John D. McMillan

Biographical details
- Born: January 27, 1919 Fitzgerald, Georgia, U.S.
- Died: November 20, 1981 (aged 62) Charlotte, North Carolina, U.S.
- Alma mater: South Carolina (1941)

Coaching career (HC unless noted)

Football
- 1942–1943: Sumter HS (SC)
- 1944: South Carolina (backfield)
- 1945: South Carolina
- 1946: South Georgia
- 1947–1951: Erskine
- 1952: The Citadel (OL)
- 1953–1954: The Citadel

Basketball
- 1944–1945: South Carolina
- 1947–1949: Erskine
- 1950–1951: Erskine

Baseball
- 1945: South Carolina
- 1948–1951: Erskine
- 1952–1953: The Citadel

Administrative career (AD unless noted)
- 1942–1943: Sumter HS (SC)
- 1946: South Georgia
- 1949–1951: Erskine
- 1953–1954: The Citadel

Head coaching record
- Overall: 25–47–5 (college football)

= John D. McMillan =

American football, basketball, and baseball coach

John Dickson McMillan (January 27, 1919 – November 20, 1981) was an American football, basketball, and baseball coach.

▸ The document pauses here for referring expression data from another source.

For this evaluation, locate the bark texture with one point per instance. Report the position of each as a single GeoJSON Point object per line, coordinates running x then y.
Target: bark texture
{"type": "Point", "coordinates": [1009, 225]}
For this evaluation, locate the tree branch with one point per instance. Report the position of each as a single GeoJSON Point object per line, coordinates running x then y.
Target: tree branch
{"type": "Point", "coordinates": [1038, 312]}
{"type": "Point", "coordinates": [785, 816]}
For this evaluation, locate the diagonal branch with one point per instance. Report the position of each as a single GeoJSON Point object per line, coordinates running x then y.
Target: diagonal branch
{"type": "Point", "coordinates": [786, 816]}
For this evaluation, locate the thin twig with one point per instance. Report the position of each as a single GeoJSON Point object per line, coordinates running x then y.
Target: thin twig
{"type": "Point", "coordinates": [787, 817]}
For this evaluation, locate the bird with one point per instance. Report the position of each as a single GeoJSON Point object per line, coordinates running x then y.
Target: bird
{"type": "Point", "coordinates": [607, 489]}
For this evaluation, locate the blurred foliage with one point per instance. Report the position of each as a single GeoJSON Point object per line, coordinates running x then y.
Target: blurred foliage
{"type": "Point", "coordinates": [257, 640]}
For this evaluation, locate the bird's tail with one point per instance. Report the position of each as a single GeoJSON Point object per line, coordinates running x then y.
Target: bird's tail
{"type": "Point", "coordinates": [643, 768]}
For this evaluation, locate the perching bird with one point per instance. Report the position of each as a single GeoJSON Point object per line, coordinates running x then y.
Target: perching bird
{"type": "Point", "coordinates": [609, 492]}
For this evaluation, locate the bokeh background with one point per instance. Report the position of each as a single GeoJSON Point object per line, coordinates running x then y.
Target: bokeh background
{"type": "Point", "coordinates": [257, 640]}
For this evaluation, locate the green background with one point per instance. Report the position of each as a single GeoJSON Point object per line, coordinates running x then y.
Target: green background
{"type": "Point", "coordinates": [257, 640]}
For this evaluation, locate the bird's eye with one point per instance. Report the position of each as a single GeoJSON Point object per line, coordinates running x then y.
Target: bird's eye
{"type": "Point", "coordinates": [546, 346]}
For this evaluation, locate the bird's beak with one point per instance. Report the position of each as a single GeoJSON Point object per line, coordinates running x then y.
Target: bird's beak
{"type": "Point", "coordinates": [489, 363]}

He served as the head football coach at the University of South Carolina in 1945, Erskine College from 1947 to 1951, and The Citadel from 1953 to 1954. McMillan was also the head basketball coach at South Carolina during the 1944–45 season, winning the SoCon title, and the head baseball coach at the school in the spring of 1945. In the fall of 1945, he led the South Carolina Gamecocks football team to an invitation to the first Gator Bowl, where they lost, 26–14, to Wake Forest. McMillan also coached basketball and baseball at Erskine and led the basketball team to the 1949 NAIA basketball tournament.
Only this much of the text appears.